I am trying to use accordingly to this question and answer reading a large csv file by chunks and processing it. Since I'm not native with python I got an optimization problem and looking for a better solution here.
What my code does:
I read in the line count of my csv with
with open(file) as f:
row_count = sum(1 for line in f)
afterwards I "slice" my data in 30 equal sized chunks and process it accordingly to the linked answer with a for loop and pd.read_csv(file, chunksize)
. Since plotting 30 graphs in one is pretty unclear, I plot it every 5 steps with modulo (which may be variated). For this I use an external counter.
chunksize = row_count // 30
counter = 0
for chunk in pd.read_csv(file, chunksize=chunksize):
df = chunk
print(counter)
if ((counter % 5) == 0 | (counter == 0):
plt.plot(df["Variable"])
counter = counter +1
plt.show()
Now to my question:
It seems like, this loop reads the chunk size in before processing the loop, which is reasonable. I can see this, since the print(counter)

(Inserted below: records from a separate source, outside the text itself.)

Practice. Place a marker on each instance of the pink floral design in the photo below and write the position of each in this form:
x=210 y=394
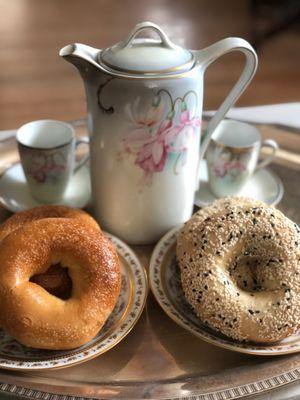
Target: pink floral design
x=153 y=137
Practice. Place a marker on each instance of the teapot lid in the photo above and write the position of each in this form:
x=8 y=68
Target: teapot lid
x=147 y=56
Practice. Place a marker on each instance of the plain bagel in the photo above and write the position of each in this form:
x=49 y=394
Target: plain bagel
x=56 y=281
x=33 y=316
x=239 y=262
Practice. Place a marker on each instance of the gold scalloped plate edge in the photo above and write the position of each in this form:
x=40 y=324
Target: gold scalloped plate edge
x=160 y=261
x=135 y=305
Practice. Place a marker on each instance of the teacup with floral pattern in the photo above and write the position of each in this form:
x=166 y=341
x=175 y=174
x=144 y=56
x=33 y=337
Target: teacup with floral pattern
x=232 y=156
x=47 y=153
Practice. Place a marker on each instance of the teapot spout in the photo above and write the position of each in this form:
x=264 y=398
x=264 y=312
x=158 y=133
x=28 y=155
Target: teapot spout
x=81 y=55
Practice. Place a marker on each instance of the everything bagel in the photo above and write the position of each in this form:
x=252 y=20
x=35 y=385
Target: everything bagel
x=239 y=262
x=56 y=280
x=32 y=315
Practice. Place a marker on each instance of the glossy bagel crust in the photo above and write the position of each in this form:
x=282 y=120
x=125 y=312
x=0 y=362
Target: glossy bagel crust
x=18 y=220
x=55 y=280
x=240 y=270
x=35 y=317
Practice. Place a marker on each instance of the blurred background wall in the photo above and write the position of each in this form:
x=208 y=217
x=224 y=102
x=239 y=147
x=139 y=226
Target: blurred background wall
x=36 y=83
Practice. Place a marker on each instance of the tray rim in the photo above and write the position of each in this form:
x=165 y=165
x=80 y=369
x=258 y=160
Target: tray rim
x=263 y=386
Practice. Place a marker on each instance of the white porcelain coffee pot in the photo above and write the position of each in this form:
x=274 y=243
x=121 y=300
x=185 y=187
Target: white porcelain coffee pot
x=144 y=100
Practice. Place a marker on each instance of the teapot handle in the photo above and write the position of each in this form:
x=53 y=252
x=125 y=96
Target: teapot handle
x=205 y=57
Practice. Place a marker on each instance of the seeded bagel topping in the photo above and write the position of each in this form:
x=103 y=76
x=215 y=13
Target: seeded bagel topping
x=252 y=291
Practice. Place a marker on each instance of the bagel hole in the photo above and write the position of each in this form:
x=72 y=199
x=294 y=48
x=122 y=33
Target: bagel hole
x=55 y=280
x=246 y=273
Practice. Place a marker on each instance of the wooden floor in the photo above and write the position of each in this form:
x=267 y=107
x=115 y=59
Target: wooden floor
x=36 y=83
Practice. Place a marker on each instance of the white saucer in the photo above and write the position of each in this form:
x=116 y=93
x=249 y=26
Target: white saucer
x=15 y=195
x=264 y=185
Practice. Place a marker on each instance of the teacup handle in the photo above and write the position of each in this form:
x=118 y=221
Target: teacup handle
x=274 y=146
x=205 y=57
x=80 y=163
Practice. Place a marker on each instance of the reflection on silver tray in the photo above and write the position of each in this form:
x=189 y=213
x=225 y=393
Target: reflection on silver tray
x=165 y=283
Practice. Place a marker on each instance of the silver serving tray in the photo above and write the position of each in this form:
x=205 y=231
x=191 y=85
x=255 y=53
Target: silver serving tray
x=159 y=359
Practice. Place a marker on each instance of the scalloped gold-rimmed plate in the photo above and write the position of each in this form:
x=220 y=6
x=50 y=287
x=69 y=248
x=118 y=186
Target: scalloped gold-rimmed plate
x=164 y=277
x=130 y=304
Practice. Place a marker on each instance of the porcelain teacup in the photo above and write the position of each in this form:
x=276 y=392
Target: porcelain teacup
x=232 y=156
x=47 y=151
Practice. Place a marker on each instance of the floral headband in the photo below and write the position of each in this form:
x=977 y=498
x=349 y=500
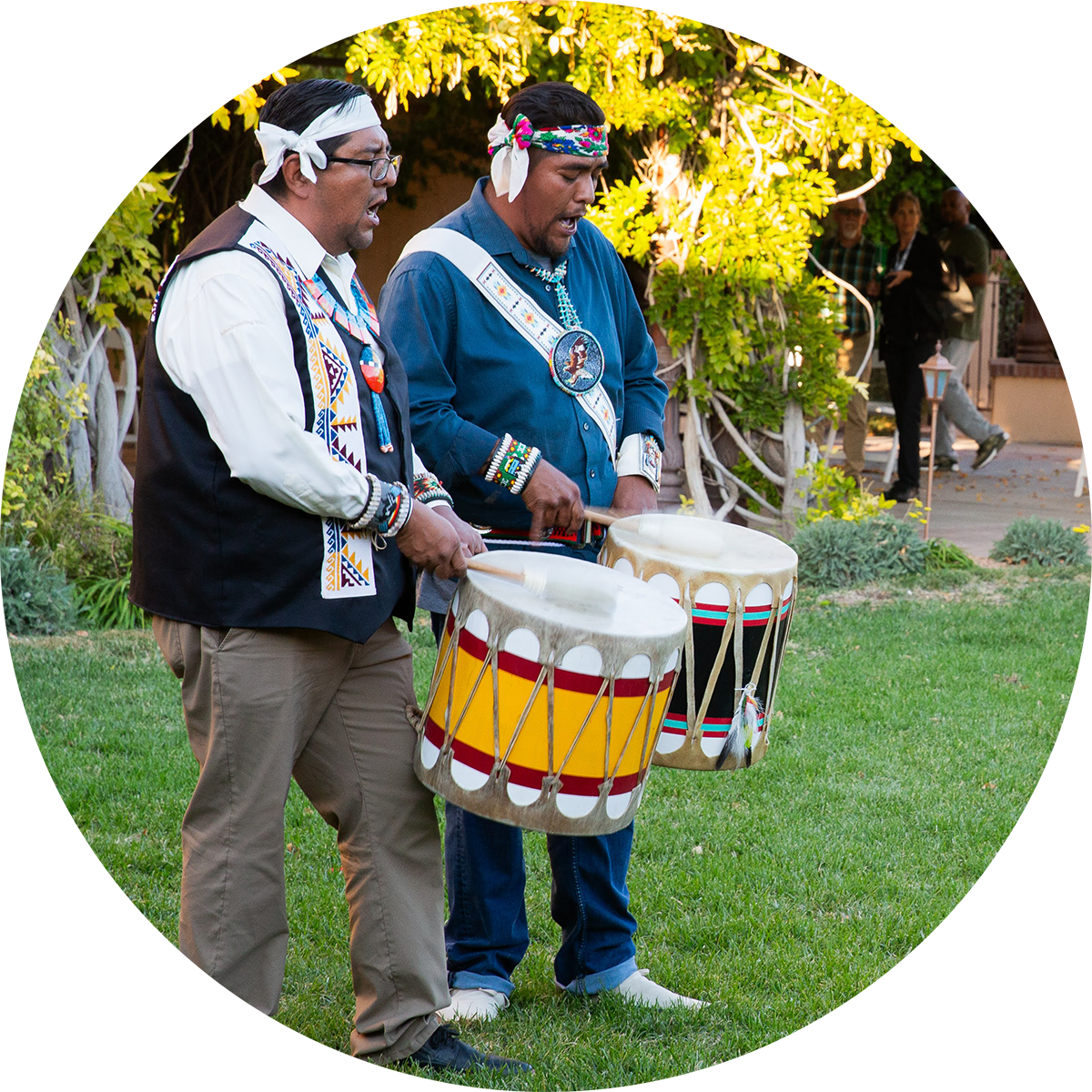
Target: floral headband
x=509 y=148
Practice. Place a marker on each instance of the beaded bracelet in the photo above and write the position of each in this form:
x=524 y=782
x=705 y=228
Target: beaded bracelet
x=394 y=509
x=640 y=454
x=363 y=522
x=512 y=464
x=388 y=509
x=498 y=454
x=429 y=490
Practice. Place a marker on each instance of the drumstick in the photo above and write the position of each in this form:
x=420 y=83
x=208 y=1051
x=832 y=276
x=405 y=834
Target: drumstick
x=572 y=591
x=696 y=538
x=601 y=516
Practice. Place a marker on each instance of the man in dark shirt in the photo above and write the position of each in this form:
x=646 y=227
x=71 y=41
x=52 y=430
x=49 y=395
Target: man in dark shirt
x=484 y=399
x=858 y=261
x=966 y=252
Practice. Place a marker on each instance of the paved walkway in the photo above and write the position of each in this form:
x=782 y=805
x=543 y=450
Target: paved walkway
x=975 y=508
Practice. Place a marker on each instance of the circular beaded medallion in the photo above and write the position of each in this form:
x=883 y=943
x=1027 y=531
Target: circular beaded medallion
x=576 y=361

steps are also fairly slow. Since I read a few million rows of a csv, it takes some time every step. Is there a way to skip the not wanted chunks in the for loop, before reading it in? I was trying out something like:
wanted_plts <- [1,5,10,15,20,25,30]
for i in wanted_plts:
for chunk[i] in pd.read_csv(file, chunksize=chunksize):
.
.
I think I have understanding issues how I can manipulate this syntax of the for loop range. There should be an elegant way to fix this.

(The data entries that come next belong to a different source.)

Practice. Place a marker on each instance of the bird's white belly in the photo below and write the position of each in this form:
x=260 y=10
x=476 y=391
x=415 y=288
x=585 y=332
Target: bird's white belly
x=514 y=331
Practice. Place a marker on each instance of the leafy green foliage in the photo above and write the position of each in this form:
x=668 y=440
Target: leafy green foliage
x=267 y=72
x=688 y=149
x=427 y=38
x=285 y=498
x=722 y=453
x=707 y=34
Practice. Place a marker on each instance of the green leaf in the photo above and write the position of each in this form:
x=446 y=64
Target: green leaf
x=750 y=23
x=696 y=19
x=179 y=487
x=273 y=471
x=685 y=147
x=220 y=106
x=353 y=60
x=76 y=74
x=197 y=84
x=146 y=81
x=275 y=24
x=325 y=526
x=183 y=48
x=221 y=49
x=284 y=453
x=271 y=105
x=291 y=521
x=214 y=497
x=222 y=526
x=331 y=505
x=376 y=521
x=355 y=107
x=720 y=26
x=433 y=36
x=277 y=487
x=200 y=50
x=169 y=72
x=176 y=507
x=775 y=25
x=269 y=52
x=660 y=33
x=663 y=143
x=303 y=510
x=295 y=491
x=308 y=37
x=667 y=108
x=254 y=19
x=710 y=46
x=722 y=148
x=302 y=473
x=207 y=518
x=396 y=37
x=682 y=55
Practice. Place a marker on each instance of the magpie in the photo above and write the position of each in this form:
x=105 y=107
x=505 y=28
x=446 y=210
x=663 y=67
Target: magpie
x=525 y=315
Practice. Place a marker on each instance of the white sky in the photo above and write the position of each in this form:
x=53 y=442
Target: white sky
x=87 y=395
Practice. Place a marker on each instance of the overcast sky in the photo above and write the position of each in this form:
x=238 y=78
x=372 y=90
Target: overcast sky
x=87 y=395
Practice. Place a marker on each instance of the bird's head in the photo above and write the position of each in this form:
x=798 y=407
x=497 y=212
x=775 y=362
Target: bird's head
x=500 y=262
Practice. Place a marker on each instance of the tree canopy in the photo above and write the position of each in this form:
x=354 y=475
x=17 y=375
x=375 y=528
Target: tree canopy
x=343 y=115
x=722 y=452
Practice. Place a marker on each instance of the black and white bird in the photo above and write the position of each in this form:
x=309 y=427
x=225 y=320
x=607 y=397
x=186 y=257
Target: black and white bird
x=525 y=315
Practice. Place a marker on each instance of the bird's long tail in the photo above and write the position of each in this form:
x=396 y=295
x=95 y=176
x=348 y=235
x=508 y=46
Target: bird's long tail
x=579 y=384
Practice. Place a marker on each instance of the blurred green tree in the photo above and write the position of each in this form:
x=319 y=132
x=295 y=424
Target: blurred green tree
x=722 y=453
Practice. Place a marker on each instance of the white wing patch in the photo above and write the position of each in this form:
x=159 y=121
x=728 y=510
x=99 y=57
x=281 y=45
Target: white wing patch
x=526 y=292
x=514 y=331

Also: i found the .get_chunk(x)
by pandas but this seems to create just one chunk of size x.
Another attempt by me is trying to subset the reader object of pd.read_csv
like pd.read_csv()[0,1,2]
but it seems that's not possible too.
Amendment: I'm aware plotting a lot of data in matplotlib is slow. I preprocess it earlier, but for making this code readable I removed all unnecessary parts.